Analog Kerr Black hole and Penrose effect in a Bose-Einstein Condensate
D. D. Solnyshkov, C. Leblanc, S. V. Koniakhin, O. Bleu, G. Malpuech

TL;DR
This paper proposes creating an acoustic Kerr black hole in a polariton Bose-Einstein condensate, demonstrating an analog Penrose effect and confirming the potential of analog gravity experiments.
Contribution
It introduces a method to simulate Kerr black holes with quantized angular momentum in a BEC and demonstrates the analog Penrose effect using topological defects.
Findings
Kerr metric is realized in a polariton BEC
Analog Penrose effect observed with test particles
Trajectories match Kerr geodesics
Abstract
Analog physics allows simulating inaccessible objects, such as black holes, in the lab. We propose to implement an acoustic Kerr black hole with quantized angular momentum in a polariton Bose-Einstein condensate.
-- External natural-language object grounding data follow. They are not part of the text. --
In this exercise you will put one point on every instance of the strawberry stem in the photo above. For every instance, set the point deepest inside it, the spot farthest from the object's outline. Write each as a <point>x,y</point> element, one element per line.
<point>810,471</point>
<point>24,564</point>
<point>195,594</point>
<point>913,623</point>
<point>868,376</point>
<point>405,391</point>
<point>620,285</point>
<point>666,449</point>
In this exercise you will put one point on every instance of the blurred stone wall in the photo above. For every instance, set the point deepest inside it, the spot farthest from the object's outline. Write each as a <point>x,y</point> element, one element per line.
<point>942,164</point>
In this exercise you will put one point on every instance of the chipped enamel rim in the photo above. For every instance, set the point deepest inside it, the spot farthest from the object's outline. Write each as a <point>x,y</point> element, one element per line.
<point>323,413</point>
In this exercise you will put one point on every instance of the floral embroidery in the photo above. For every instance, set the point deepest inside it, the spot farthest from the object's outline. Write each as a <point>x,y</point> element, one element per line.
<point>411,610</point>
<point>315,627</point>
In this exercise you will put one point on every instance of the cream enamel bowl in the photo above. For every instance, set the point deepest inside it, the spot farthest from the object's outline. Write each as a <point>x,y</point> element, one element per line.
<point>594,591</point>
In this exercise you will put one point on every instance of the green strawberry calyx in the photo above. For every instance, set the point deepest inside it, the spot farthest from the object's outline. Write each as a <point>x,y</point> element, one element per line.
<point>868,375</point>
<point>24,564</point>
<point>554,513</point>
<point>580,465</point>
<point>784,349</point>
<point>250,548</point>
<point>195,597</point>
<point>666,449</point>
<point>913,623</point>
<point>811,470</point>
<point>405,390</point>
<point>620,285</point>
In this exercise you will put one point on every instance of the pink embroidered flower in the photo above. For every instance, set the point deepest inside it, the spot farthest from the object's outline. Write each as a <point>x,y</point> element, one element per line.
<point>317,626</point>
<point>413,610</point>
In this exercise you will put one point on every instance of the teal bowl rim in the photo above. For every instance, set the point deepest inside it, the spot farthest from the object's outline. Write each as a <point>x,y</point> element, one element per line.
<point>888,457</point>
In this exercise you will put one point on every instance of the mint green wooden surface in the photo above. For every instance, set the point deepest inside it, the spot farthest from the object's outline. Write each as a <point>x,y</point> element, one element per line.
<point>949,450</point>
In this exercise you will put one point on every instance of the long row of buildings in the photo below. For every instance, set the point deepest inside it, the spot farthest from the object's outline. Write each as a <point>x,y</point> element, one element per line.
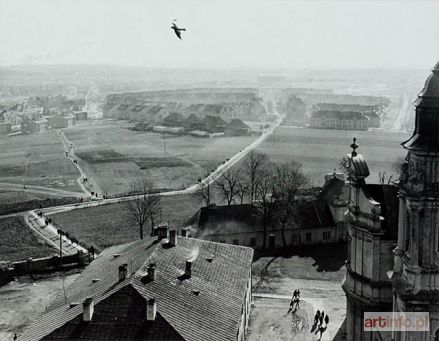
<point>346,116</point>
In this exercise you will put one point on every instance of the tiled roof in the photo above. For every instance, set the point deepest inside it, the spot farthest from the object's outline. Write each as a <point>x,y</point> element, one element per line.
<point>220,273</point>
<point>237,124</point>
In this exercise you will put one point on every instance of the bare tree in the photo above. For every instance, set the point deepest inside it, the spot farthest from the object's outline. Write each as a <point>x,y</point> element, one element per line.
<point>204,191</point>
<point>228,185</point>
<point>288,180</point>
<point>253,165</point>
<point>264,200</point>
<point>146,205</point>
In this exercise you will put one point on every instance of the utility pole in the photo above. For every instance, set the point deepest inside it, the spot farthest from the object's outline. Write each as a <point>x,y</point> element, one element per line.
<point>60,249</point>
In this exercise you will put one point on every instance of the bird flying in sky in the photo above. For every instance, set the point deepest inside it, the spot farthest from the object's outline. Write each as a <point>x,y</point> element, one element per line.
<point>176,29</point>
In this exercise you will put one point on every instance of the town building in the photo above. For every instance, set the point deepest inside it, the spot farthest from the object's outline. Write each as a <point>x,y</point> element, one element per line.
<point>61,120</point>
<point>236,128</point>
<point>80,115</point>
<point>192,122</point>
<point>174,119</point>
<point>31,125</point>
<point>167,287</point>
<point>393,258</point>
<point>343,120</point>
<point>374,113</point>
<point>372,228</point>
<point>213,124</point>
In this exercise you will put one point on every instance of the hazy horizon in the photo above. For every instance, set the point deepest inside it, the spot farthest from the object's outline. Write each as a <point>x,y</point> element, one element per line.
<point>261,34</point>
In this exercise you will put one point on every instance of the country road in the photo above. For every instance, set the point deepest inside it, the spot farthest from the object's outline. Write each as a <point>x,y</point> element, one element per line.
<point>190,190</point>
<point>49,232</point>
<point>69,149</point>
<point>39,190</point>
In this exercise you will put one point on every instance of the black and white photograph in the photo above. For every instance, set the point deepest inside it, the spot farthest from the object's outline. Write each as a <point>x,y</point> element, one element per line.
<point>219,170</point>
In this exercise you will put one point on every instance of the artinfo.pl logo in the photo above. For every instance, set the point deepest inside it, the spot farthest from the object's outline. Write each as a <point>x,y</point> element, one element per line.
<point>397,321</point>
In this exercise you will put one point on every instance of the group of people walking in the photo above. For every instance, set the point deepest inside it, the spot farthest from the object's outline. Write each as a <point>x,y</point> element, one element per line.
<point>320,317</point>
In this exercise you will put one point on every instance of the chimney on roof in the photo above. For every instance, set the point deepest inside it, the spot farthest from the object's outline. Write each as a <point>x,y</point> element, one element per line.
<point>188,269</point>
<point>88,309</point>
<point>172,237</point>
<point>162,231</point>
<point>151,309</point>
<point>123,271</point>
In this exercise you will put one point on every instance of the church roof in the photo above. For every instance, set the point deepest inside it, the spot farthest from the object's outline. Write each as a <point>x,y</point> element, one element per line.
<point>425,137</point>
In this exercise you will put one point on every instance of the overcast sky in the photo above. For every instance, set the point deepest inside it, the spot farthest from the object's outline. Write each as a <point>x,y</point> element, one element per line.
<point>256,33</point>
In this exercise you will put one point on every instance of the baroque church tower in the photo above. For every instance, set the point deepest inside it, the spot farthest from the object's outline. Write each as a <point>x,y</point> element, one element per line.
<point>415,278</point>
<point>372,221</point>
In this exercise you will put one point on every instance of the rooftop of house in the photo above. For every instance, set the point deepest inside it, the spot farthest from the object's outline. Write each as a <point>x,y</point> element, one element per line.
<point>207,305</point>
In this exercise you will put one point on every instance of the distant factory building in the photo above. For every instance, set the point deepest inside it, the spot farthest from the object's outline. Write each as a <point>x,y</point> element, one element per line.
<point>199,133</point>
<point>192,122</point>
<point>174,119</point>
<point>236,128</point>
<point>60,121</point>
<point>31,125</point>
<point>167,287</point>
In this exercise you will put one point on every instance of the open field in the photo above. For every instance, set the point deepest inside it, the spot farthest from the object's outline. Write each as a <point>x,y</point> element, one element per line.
<point>107,225</point>
<point>18,242</point>
<point>113,155</point>
<point>25,299</point>
<point>11,197</point>
<point>320,151</point>
<point>37,159</point>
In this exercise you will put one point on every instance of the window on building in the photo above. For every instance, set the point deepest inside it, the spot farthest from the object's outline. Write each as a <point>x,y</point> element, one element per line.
<point>326,235</point>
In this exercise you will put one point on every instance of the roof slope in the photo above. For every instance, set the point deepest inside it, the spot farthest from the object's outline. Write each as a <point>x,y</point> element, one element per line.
<point>220,272</point>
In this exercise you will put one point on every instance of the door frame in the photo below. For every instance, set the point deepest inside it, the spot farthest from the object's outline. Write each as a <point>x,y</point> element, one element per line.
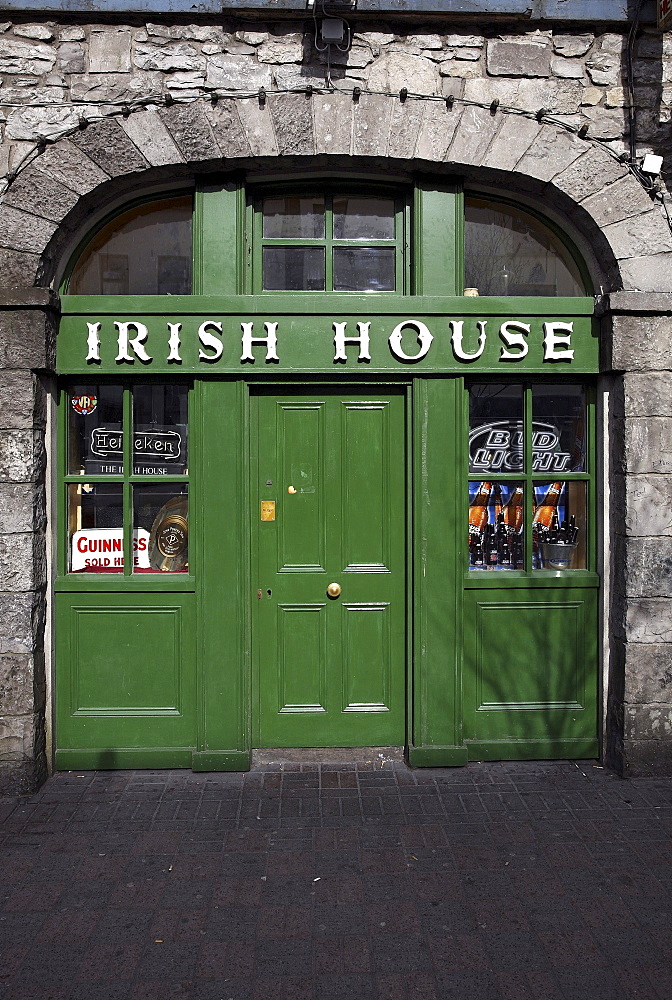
<point>401,387</point>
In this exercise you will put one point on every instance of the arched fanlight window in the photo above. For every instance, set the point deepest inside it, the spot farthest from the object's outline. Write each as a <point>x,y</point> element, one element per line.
<point>510,252</point>
<point>146,250</point>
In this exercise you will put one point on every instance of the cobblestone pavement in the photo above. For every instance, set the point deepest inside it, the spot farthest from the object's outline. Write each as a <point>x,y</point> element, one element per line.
<point>330,882</point>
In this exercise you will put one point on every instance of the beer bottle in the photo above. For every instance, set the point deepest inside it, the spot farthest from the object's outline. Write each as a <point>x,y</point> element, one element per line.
<point>547,511</point>
<point>478,511</point>
<point>513,510</point>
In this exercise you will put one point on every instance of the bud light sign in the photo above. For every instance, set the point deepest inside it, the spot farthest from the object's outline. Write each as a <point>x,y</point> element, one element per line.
<point>497,446</point>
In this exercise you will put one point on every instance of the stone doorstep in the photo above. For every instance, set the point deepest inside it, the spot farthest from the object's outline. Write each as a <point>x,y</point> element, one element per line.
<point>330,755</point>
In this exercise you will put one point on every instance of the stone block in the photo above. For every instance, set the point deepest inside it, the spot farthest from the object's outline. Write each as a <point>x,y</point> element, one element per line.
<point>22,562</point>
<point>18,268</point>
<point>393,70</point>
<point>404,128</point>
<point>281,48</point>
<point>649,394</point>
<point>647,274</point>
<point>551,153</point>
<point>167,58</point>
<point>23,507</point>
<point>30,124</point>
<point>256,121</point>
<point>473,135</point>
<point>26,57</point>
<point>372,116</point>
<point>566,69</point>
<point>639,235</point>
<point>621,200</point>
<point>648,673</point>
<point>227,129</point>
<point>648,505</point>
<point>149,134</point>
<point>36,192</point>
<point>604,68</point>
<point>26,338</point>
<point>234,73</point>
<point>40,32</point>
<point>23,231</point>
<point>110,50</point>
<point>648,445</point>
<point>436,131</point>
<point>68,164</point>
<point>572,45</point>
<point>16,684</point>
<point>71,58</point>
<point>590,173</point>
<point>647,567</point>
<point>649,722</point>
<point>332,123</point>
<point>107,144</point>
<point>21,400</point>
<point>190,130</point>
<point>22,456</point>
<point>292,118</point>
<point>649,619</point>
<point>519,57</point>
<point>516,135</point>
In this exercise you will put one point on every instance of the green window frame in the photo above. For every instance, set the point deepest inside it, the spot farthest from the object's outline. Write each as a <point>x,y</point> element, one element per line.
<point>73,484</point>
<point>258,242</point>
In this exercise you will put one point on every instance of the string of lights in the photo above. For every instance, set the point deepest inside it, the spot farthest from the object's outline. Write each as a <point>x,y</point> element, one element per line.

We show that the metric of the condensate is equivalent to the Kerr's one, exhibiting a horizon and an ergosphere. Using topological defects as test particles, we demonstrate an analog Penrose effect, extracting the rotation energy of the black hole. The particle trajectories are well described by the time-like geodesics of the Kerr metric, confirming the potential of analog gravity.